“先生,求求您仁慈一点!”我听到弗兰克对我的要求几乎要哭出来,我知道我该罚,但是我好害怕。弗兰克从来没有这样严厉地教育我,我抱紧他的手,哽咽道,“先生我知了,我再也不会违抗您的命令,也不会违抗十一处的命令,您饶过我好不好!”
“小七,”弗兰克语气柔和,抚摸着我的后背,“你觉得能承担我们为了寻找你而投入大量精力财力吗?”
我闻言愣了一下,思考好久委屈又怯懦的摇头。
“你承担不了责任和代价,我是你的上司,我来承担。我会接受我管教下属方的惩罚,小七,任何惩罚都不会弥补损失,但是会让我吸取教训。你也一样。”
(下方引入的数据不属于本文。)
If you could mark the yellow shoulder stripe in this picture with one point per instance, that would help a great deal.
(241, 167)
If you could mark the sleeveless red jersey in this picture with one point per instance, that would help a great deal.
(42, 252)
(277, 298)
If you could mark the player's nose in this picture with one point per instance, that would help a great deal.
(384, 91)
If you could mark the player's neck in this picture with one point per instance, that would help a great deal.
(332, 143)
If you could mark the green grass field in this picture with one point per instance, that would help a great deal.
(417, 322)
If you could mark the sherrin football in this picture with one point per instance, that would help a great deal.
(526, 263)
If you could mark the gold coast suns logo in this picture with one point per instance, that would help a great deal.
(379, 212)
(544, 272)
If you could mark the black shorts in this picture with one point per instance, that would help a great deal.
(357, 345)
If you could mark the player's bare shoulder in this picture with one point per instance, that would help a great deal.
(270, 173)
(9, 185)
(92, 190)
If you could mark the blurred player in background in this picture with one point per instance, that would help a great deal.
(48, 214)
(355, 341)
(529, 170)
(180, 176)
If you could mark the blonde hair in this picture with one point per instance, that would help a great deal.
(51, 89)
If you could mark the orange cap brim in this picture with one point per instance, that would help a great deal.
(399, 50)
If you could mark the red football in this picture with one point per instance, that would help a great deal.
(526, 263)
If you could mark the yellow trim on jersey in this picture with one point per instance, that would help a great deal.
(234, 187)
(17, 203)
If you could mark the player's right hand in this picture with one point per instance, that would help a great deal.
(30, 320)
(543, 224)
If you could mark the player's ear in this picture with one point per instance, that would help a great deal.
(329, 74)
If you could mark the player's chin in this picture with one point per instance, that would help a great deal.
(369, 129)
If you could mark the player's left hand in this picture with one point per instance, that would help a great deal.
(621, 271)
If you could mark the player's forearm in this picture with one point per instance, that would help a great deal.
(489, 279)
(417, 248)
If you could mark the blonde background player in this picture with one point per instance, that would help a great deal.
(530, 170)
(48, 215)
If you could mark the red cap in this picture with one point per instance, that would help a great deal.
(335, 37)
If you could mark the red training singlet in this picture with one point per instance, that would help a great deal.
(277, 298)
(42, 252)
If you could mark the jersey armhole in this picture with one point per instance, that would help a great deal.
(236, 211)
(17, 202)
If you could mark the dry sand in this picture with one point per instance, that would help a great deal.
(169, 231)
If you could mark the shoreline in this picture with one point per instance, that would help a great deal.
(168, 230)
我听到弗兰克会被我牵连不免心里一颤,担心他道,“先生,十一处会怎么处罚你?”
“脊杖。”弗兰克很平淡地说出来,我知道这种刑法,我见过森冉处置严重失职的探员,他用很粗的藤条抽了他们的后背,虽然没有血光,但那青紫的痕迹也足够被惩罚的人忍受半个月的折磨。
我居然害我未婚夫要受这种刑罚!
我忍不住啜泣起来,我觉得我对不起弗兰克,我主动趴到他腿上,我希望他可以先这样用我撒撒气。
弗兰克大概觉得这是一个教训我的好机会,没和我商量,甩了两巴掌在我的屁股蛋上。他没像平常一样收着力气,两声脆响之后,我觉得屁股像是被人喂了麻椒。
“刚才说的是身为你上司的我。现在是作为你的丈夫,我很生气。”
“丈,丈夫?”我一边抽泣一边疑惑。
弗兰克点头,从衣兜里掏出一本小册子递给我,“你昏迷期间,住院检查的签字必须要直系亲属完成,没办法,十一处也弄不过这个规定,但是十一处可以走关系帮我们立刻办结婚。结了婚,我就是你目前唯一的直系亲属。”
“都,都没有婚礼。”我拿着那个结婚证小本宝贝似的反复看。
弗兰克看着我的模样,冷若冰霜的脸难得露出一丝笑容,他挑眉,“小七要是想要婚礼,我揍完你的屁股就可以立刻带你去找婚庆公司签合同。”
“呜,不要。”
“不要就趴好!”弗兰克大概是和我扯皮烦了,提高调门,“我这几天差点被你吓死你知道吗!”
我没见过这么生气的弗兰克,吓傻了,呆滞地摇头。
“你不知道?”弗兰克气得声音都变了。从腰间抽出皮带折了几折。
“知道,呜呜,我知道。”
“知道还敢违抗我的撤退命令!”
这个阴晴不定的男人!我被吓得动都不敢动,像是被抽走骨头一样瘫软在床上,他一把将我拉起来,翻了个面,压着我跪趴在下去。
“啪!”
他手里的皮带恶狠狠地咬上了我的屁股。
好疼!真的好疼!
那两指宽的长条黑皮子怎么能有这么大的威力,它像是带着火,燃烧在我的屁股上面。强烈的热辣感跳跃在我的臀尖上,我瞬间屈服在这恐怖的肿痛下,抽了抽鼻子哽咽起来,“先生——”
弗兰克很奈,他还是扛不住我对他撒娇,摇了摇头叹口气,把我拉倒他腿上趴着,“我该先让你做点准备活动的。”
什么准备活动?他要干什么!
我惊恐地撑起身体,弗兰克确实像他自己说的不会阻止我挣扎,只是掐住我的腰朝着我的屁股狠甩巴掌。我惊叫一声,摔倒,他也没有扶我,暴风雨一样在我的身后落巴掌。